25 Jun, 09 | by Steven Reid

That drug companies play fast and loose with study data is hardly news. It’s a widely-acknowledged problem that has been highlighted particularly with antidepressant trials where the advantage over placebo is often equivocal. Not before time, someone has decided to draw a line: “Deception through concealment is no trivial offence”, says the director of IQWiG – the German version of NICE – as he accuses Pfizer of concealing data about the antidepressant, reboxetine.

IQWiG (The Institute for Quality and Efficiency in Health Care) has ruled that reboxetine has no proof of benefit. They report that the drug has been tested in at least 16 trials but in 9 of them key information is not reported so they are unable to evaluate the effect of the antidepressant on 3000 of the 4600 patients enrolled. What are the implications of their ruling? The watchdog provides an assessment that is used to inform which medical treatments can be reimbursed through the public health insurance system in Germany – Europe’s largest market for drugs.

A rather sniffy spokesman for Pfizer told the BMJ that IQWiG is not a ‘regulatory authority’ but a ‘private institute’ and that there was no obligation to provide them with information. This seems at odds with Pfizer’s own policy on disclosure: “in all cases study results are reported by Pfizer in an objective, accurate, balanced and complete manner and are reported regardless of the outcome of the study or the country in which the study was conducted.”

Reboxetine itself has had a bit of a mauling of late. The Lancet’s recent comparative meta-analysis of 12 newer antidepressants put reboxetine at the bottom of the pile both in terms of efficacy and tolerability. It’s also not available in the US as the FDA turned down the application for a license for reasons which are still unclear. Paradoxically, if this license had been granted current US legislation would have required full disclosure of all the trial data. IQWiG is now calling for a similar European Union-wide legal obligation to publish all trial results as clearly self-regulation by the industry is not working. Corrado Barbui, writing in EBMH, made the same point back in 2007. Isn’t it time to get on with it?

A Gorilla in the Mist

3 Nov, 08 | by Steven Reid

Trying to find evidence to guide practice in mental health can be perplexing at the best of times. Take antidepressants for example: seemingly prescribed by the bucketload (170 million prescriptions issued per year in the US, 31 million in the UK) many GPs and psychiatrists will admit that when it comes to choice of drug, more often than not it’s a case of ‘suck it and see’. We may have a raft of sophisticated neuroimaging techniques but we still struggle to explain how they work and when it comes to predicting response – well that’s anybody’s guess.
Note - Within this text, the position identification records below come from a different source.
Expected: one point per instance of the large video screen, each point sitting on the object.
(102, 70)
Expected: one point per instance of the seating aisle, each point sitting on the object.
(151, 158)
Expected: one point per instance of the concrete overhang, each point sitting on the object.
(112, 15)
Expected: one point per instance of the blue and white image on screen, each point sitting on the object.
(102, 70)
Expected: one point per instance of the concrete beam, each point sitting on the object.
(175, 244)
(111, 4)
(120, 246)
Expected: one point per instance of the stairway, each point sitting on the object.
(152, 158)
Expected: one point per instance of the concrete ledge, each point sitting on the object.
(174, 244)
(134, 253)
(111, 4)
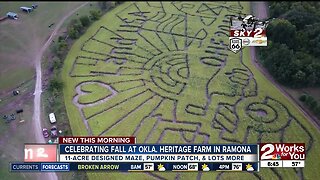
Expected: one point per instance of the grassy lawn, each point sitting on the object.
(24, 37)
(20, 42)
(176, 82)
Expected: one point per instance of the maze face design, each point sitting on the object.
(163, 73)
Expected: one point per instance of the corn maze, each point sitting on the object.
(162, 72)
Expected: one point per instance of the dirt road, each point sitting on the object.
(38, 89)
(260, 11)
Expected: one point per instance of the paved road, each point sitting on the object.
(38, 89)
(260, 11)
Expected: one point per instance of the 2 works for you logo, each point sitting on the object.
(282, 151)
(40, 153)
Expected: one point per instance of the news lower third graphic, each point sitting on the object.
(122, 154)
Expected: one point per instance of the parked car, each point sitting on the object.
(54, 132)
(45, 132)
These days, we view pharma-funded trials with a jaundiced eye, particularly when they are promoted by ‘key opinion leaders’ (to see one KOI meet his nemesis, take a look at the Carlat Psychiatry Blog), so I would recommend this month’s Editor’s Choice (that means it’s free to access) in Evidence-Based Mental Health. Simon Hatcher casts a critical gaze over the STAR*D trial, the largest study of treatments for depression ever undertaken. It is one of the new breed of pragmatic trials – studies that assign ‘real world’ patients to licensed drugs aiming to assess their effectiveness (do they work in real life?) rather than efficacy (do they work in ideal conditions?). Publicly funded, at a cost of $35 million, and enrolling almost 3000 participants STAR*D really is, as Hatcher states, the 300lb gorilla of antidepressant trials. So what does STAR*D tell us? Well, read the review to find out but it’s clear that quality is just as important as quantity.